"the guide to hiring a dj"

When you plan a party of any sort, your objective is to ensure that your guests have a good time. Your choice of entertainment, particularly if you are considering a DJ, is crucial. Who you choose to provide entertainment at your wedding reception or special event will have a greater degree of effect than any other factor. This includes such things as food, location, photographer, etc. After all, the entertainment portion of your event is considered to be responsible for 80% (or more) of the events success. Think about it. When was the last time you left an event saying "That party was wonderful! The entertainment was terrible, but the prime rib was terrific!" You see, the DJ you choose is critical and is a direct reflection on you.

Here are some important points to remember when you interview a DJ company.

Prompt return of your phone calls or emails.
You should expect to get a call back or an email back within 24 hours. Many DJs are out working and may not be able to return your call within an hour or two.

Is the DJ willing to meet with you and present their services even BEFORE their services have been secured or are they just trying to book the date sight unseen?
Is their material neat and professional looking, and is their presentation organized and informative? At American Party DJs LLC we are proud to offer free consultations!
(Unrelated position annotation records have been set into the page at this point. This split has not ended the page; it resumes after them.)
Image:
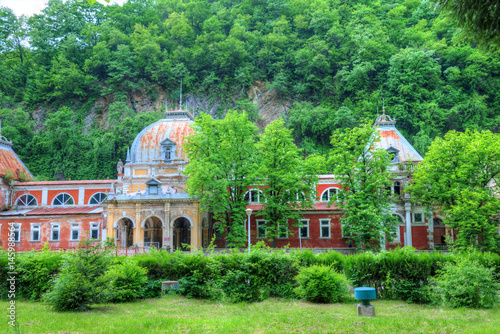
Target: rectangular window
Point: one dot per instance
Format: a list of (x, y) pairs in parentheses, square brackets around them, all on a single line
[(325, 228), (282, 231), (304, 230), (94, 230), (75, 231), (17, 232), (54, 232), (418, 217), (35, 232), (261, 229)]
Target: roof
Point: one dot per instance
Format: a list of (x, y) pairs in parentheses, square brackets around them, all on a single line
[(146, 147), (391, 137), (55, 211), (9, 161), (55, 183)]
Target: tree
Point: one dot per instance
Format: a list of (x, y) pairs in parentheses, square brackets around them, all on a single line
[(460, 175), (478, 19), (362, 172), (287, 180), (222, 168)]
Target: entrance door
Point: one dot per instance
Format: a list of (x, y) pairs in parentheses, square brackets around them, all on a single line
[(182, 234)]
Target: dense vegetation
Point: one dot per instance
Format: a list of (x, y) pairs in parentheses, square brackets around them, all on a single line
[(73, 69)]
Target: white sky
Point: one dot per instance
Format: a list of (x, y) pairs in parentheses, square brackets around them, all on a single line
[(30, 7)]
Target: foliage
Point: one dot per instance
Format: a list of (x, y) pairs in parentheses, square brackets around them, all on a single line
[(459, 174), (221, 169), (80, 282), (321, 284), (466, 283), (286, 180), (127, 282), (362, 171)]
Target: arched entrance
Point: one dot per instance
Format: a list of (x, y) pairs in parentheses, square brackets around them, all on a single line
[(124, 233), (182, 234), (153, 233)]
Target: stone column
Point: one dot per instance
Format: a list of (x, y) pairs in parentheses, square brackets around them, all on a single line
[(408, 236), (138, 236)]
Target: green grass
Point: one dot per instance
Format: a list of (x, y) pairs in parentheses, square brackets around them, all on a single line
[(175, 314)]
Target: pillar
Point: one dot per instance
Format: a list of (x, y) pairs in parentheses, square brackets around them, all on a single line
[(408, 236)]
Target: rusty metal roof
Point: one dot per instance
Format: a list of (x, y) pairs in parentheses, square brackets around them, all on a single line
[(55, 211), (69, 182), (391, 137), (146, 147), (9, 161)]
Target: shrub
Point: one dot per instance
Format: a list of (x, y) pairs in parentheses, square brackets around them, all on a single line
[(467, 283), (127, 282), (321, 284)]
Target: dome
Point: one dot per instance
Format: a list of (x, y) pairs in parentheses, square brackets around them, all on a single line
[(147, 146)]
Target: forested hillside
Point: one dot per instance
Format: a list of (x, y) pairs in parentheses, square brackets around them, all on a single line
[(69, 76)]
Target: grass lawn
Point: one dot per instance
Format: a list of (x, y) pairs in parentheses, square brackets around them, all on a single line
[(175, 314)]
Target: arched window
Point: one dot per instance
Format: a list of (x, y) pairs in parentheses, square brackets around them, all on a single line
[(397, 188), (254, 196), (63, 199), (97, 198), (329, 194), (27, 200)]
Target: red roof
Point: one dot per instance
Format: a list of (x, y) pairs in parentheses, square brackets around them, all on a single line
[(53, 183), (62, 211)]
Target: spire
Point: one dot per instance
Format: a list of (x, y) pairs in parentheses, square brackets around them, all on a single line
[(128, 155)]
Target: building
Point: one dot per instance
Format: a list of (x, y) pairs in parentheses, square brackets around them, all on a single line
[(148, 204)]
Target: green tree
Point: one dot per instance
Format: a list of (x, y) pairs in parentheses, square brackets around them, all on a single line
[(287, 180), (362, 171), (460, 175), (222, 167)]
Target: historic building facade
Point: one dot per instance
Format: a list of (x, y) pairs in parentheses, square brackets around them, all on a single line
[(148, 204)]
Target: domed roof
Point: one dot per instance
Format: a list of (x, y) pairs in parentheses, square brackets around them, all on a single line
[(146, 147)]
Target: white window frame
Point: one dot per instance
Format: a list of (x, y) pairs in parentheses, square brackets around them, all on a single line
[(286, 232), (29, 204), (321, 225), (55, 227), (259, 223), (91, 197), (34, 227), (328, 194), (415, 220), (259, 193), (64, 204), (17, 228), (74, 227), (305, 223), (96, 228), (344, 235)]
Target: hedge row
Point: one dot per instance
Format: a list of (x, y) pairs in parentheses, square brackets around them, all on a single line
[(400, 274)]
Is the price too good to be true?
It seems that DJs are often the last service chosen, after much of the budget is expended on a venue, food and clothing. This often leads brides and party planners to shop for the cheapest price possible because of a lack of resources. This often backfires when holding out for the lowest price. However, if you follow the guiding principals noted here, you will know to avoid services that have a rock bottom price because they will not be able to display the level of quality and attention to detail that EVERY client deserves!
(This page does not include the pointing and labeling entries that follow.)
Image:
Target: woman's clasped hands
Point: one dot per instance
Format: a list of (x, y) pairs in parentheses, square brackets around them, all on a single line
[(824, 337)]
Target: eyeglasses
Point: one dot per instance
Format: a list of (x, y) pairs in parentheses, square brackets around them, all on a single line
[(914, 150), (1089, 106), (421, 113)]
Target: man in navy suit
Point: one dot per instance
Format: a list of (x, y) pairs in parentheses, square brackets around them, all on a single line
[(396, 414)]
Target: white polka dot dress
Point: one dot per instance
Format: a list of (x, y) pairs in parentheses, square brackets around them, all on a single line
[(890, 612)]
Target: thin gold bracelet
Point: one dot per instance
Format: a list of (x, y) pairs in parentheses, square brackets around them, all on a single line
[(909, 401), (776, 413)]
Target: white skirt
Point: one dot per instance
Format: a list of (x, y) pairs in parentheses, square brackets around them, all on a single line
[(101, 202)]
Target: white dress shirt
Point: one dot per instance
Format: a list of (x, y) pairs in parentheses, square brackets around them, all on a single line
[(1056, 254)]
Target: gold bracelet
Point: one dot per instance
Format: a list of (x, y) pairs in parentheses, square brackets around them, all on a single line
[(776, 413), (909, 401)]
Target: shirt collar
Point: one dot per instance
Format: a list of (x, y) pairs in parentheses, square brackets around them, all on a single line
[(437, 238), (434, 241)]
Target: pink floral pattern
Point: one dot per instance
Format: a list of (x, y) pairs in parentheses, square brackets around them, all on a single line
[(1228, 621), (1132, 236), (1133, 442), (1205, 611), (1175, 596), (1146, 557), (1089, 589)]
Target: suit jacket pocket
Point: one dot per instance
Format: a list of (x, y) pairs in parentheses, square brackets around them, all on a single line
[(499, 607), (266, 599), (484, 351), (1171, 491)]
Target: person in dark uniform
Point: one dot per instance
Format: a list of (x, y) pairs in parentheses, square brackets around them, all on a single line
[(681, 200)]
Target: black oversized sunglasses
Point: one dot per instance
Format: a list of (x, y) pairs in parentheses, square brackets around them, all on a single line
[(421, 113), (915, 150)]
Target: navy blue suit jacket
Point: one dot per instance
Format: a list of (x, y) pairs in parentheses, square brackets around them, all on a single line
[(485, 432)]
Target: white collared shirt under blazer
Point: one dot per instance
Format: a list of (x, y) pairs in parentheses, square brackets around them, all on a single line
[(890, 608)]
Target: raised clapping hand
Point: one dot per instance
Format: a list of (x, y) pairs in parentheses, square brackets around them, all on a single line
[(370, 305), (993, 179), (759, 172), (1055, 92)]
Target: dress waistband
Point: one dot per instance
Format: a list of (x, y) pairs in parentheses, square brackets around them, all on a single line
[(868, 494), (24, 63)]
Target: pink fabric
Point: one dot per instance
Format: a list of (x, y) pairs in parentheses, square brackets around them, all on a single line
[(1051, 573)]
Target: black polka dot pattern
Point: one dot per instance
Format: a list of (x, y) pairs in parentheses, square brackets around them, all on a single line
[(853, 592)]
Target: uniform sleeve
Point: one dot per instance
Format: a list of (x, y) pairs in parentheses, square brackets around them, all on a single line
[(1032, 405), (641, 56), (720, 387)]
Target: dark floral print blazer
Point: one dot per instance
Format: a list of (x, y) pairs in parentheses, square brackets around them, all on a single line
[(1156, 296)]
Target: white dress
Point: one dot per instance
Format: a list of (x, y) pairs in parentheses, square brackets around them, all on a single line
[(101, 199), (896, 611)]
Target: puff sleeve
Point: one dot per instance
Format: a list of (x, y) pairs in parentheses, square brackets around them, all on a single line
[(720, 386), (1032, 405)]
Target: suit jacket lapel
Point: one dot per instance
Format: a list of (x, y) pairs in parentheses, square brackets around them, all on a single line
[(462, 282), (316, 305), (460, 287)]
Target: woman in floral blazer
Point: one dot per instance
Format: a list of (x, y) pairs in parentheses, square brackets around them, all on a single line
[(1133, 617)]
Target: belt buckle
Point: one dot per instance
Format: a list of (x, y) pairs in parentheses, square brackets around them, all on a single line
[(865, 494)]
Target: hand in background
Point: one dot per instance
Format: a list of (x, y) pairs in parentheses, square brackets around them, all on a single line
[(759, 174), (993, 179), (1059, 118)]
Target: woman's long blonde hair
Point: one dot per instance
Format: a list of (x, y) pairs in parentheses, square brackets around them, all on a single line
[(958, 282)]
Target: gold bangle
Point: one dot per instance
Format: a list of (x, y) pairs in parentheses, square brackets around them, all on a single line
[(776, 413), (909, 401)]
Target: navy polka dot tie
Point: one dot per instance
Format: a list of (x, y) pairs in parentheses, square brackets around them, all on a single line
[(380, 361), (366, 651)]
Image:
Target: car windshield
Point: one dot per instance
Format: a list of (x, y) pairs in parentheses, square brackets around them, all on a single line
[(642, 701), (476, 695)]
Is the person knowledgeable about your type of event?
There are all kinds of DJs. Club DJs, Rave DJs, Wedding DJs…the list is endless!! Can the DJ you interview handle your type of event? Ask the DJ how many events of your type have they done.

Does the DJ take their trade seriously enough to attend trade seminars on a regular basis?
Is he a member of any professional industry associations?

What sort of tools does the DJ use to procure and plan your event?
In a good interview, the DJ should show you a sample copy of the contract.

Does the DJ have a music list that shows you what sort of music he or she has available?
Many DJs do not use music lists, others do. However, in some fashion, you (the client) need to be assured that the DJ you hire not only has a sizable collection, but has a variety of music, especially for wedding receptions, where there will be a wide range of age groups in the same room together. Does the DJ use professional grade equipment? If the DJ does not have pictures of his or her gear, you should ask to set up a time to see the equipment or see pictures of the DJs set up. Although there are many fine stereo equipment components made, they are not suitable for commercial or repeated use and varying room conditions. The DJ should be able to tell you what they use and characterize the equipment as professional grade.

Will the DJ offer to meet with you AFTER signing the contract to plan the details of your event?
A professional DJ should ALWAYS be willing to discuss your event at any mutually agreeable point in time before the event, and should display the flexibility to accommodate changes, be creative, and help you solve problems. Meeting your DJ to plan your event is of paramount importance to the success of your event such as a Wedding Reception. Will the person that you interview be the person that will perform at your event? This is THE most common complaint about the DJ industry today. The person you meet turns out NOT to be the person that actually does your show. Often, you are not made aware of this. Ask the DJ you interview if they will be the actual person performing, or will someone else perform the event. You need to know this UP FRONT before you sign a contract.